Part of McLaren's maniacal plan was to establish the lead singer as a poet of sorts, and isolated from the prole backing musicians. Rotten's stories from the time are almost tearfully funny. He would be invited to swell parties, only to have McLaren turn him away from the door. At the same time, he was watching his best friend whirl into a vortex of trouble. Vicious' girlfriend, Nancy Spungen, her mother later wrote, was developmentally disabled and in some sort of pain almost from the day she was born. By the time she met up with the Sex Pistols she was a nightmare of an American suburban expatriate turned prostitute and drug dealer. She was screechy and demanding; to those who would listen, and those who wouldn't, she would take the unique aesthetic position that Vicious was the real talent in the band. At one point McLaren kidnapped her and tried to send her back to America with a one-way ticket. He got her as far as the airport; Vicious never forgave him.

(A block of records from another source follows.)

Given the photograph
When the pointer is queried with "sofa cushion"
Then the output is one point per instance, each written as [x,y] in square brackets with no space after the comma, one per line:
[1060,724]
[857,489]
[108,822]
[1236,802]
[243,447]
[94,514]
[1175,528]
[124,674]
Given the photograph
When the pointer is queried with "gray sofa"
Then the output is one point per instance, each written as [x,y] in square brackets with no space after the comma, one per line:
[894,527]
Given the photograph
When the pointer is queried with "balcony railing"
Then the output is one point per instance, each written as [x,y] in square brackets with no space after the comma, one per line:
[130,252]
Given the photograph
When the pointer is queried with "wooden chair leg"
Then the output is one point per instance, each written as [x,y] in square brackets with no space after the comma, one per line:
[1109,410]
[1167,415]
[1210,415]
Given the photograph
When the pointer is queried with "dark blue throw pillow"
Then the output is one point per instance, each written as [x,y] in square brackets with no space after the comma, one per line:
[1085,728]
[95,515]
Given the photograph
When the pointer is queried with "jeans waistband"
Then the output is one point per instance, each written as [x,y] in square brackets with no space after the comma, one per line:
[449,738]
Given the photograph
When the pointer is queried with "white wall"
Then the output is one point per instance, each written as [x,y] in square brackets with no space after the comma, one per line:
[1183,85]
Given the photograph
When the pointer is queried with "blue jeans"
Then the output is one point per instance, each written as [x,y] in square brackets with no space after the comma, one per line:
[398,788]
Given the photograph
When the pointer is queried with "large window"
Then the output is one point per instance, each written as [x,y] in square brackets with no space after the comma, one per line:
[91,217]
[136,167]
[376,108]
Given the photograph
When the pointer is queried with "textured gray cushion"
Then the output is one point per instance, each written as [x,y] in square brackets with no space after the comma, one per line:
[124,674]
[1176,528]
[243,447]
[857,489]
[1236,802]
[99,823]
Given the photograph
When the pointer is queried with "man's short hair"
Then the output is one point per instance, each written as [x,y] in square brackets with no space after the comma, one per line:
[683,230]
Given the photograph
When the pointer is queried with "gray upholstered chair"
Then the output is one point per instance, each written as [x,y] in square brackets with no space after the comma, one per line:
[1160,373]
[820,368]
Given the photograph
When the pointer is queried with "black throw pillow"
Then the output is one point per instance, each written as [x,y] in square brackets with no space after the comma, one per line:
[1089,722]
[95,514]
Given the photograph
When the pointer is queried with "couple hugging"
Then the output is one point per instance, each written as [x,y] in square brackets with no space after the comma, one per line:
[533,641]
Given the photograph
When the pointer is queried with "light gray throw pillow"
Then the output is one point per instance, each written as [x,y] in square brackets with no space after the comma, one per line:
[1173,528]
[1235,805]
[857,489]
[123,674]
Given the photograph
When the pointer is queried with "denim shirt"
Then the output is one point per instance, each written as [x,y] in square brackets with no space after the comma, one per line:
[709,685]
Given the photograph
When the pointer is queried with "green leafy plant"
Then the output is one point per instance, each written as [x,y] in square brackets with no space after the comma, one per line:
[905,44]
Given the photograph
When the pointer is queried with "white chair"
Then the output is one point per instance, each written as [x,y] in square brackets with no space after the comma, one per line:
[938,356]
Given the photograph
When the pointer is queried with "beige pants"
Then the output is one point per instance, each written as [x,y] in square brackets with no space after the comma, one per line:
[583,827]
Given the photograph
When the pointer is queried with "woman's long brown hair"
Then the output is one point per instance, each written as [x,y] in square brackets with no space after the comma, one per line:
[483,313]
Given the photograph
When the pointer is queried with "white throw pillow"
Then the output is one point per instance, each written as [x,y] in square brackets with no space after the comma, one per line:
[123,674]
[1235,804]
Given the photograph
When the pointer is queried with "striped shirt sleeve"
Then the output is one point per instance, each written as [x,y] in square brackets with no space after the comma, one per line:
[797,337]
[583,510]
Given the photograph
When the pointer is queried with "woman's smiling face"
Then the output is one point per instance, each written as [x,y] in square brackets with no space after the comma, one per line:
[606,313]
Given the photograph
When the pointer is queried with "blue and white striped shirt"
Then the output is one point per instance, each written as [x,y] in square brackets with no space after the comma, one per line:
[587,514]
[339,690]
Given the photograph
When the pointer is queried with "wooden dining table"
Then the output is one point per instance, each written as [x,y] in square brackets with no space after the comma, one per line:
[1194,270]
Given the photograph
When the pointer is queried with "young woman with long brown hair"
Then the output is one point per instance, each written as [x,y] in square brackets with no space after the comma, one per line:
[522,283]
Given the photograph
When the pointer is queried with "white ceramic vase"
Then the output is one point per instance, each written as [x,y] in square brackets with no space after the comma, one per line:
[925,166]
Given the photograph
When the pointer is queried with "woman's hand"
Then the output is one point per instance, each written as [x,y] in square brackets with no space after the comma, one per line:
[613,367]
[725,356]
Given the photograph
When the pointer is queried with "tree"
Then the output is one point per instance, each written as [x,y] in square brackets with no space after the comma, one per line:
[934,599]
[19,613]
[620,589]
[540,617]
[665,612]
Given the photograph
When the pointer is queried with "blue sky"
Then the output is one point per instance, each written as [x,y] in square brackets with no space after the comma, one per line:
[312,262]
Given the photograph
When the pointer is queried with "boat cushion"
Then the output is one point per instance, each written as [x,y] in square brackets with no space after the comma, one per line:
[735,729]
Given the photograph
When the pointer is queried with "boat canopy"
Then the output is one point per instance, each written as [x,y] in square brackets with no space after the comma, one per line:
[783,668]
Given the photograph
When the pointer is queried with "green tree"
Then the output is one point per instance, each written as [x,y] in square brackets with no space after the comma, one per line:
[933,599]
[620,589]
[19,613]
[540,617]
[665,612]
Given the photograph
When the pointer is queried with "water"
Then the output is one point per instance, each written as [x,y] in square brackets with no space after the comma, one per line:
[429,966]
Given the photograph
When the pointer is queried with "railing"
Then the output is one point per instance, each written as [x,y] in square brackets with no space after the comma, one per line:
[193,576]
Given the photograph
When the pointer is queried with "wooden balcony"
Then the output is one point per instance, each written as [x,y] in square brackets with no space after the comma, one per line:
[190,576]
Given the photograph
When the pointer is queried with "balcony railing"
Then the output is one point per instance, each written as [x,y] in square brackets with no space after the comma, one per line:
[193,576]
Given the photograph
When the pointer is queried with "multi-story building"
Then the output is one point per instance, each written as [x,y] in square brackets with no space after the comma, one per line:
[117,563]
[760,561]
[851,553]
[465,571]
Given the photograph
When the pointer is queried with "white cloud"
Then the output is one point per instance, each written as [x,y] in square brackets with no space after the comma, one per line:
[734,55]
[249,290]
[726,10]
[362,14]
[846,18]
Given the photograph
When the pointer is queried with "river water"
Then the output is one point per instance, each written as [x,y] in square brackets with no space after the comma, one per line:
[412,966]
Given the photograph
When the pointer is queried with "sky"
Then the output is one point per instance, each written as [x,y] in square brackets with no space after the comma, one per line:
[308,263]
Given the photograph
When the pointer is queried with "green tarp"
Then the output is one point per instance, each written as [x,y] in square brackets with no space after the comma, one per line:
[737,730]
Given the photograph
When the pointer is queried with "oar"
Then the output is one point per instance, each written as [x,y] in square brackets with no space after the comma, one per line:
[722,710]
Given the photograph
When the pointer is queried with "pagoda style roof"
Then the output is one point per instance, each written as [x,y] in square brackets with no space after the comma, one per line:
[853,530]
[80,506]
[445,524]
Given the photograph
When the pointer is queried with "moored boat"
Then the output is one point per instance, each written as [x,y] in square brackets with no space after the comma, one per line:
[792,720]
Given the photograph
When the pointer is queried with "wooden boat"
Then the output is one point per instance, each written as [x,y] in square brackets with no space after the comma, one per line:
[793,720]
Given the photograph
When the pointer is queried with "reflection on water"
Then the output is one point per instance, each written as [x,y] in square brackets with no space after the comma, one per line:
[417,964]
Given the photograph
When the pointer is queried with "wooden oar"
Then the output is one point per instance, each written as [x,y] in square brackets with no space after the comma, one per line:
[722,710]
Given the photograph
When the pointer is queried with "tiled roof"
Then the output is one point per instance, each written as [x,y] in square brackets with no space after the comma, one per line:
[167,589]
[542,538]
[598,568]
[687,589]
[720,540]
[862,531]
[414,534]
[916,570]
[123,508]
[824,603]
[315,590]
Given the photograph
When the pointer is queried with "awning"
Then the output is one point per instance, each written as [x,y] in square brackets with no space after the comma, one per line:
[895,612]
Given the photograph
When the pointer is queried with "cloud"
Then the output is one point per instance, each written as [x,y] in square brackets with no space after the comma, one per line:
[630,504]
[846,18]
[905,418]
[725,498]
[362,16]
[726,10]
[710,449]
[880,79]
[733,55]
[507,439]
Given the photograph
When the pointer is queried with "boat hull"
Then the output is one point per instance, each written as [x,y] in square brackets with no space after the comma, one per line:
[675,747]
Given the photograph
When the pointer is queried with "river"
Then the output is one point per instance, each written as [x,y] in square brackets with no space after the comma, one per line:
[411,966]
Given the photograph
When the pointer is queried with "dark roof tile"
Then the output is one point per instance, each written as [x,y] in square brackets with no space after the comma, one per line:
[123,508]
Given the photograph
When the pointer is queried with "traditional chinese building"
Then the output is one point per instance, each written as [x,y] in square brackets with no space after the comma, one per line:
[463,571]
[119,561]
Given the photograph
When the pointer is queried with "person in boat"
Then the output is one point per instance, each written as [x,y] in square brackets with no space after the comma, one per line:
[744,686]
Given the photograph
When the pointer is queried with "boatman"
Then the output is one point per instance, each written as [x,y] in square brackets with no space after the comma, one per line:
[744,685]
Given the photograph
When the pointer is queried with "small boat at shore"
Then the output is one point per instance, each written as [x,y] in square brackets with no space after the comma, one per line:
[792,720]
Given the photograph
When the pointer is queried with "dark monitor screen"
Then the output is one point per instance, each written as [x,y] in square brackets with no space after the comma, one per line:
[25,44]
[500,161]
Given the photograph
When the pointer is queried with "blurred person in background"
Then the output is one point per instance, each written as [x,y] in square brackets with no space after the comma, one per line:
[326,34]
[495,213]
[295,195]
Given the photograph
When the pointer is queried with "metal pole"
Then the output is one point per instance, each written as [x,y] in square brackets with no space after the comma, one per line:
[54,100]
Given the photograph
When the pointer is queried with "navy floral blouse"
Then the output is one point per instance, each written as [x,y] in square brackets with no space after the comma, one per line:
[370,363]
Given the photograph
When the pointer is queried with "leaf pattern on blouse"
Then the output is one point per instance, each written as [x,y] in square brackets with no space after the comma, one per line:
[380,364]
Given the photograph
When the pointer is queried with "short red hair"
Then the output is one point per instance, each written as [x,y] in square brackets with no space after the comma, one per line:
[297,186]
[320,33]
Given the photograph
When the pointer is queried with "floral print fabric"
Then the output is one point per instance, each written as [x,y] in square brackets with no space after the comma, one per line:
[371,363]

The band capped its British performing career with a benefit for striking firemen on Christmas Day, 1977. In January they went to America and played shows in Atlanta; Baton Rouge, La.; Memphis, Tenn.; Dallas; San Antonio, Texas; Tulsa, Okla.; and San Francisco. Rotten and Vicious were eventually relegated to a bus, even as McLaren, Cook and Jones flew. The band's final show, at San Francisco's cavernous Winterland, ended with Rotten's most famous line: "Ever get the feeling you've been cheated?" The band broke up the next day without anyone really saying so. Rotten says he was left in San Francisco with $20 in his pocket. Cook and Jones went back into obscurity; Rotten to modern-rock hemidemistardom with his band, Public Image Ltd.; McLaren to another few decades of intermittently successful attention-getting.

Sid Vicious went to hell: He apparently stabbed Spungen during a druggy fight in their apartment at the Chelsea Hotel in New York on Oct. 11, 1978; she dragged herself to the bathroom and bled to death. Vicious spent the next few months in and out of jails and (after a suicide attempt) hospitals; his last stint was in Riker's Island, a notoriously dangerous New York jail. It could not have presented hospitable surroundings for a scrawny and insolent British punk rocker going through heroin withdrawal. He died of an overdose the night he was let out on bail, Feb. 1, 1979.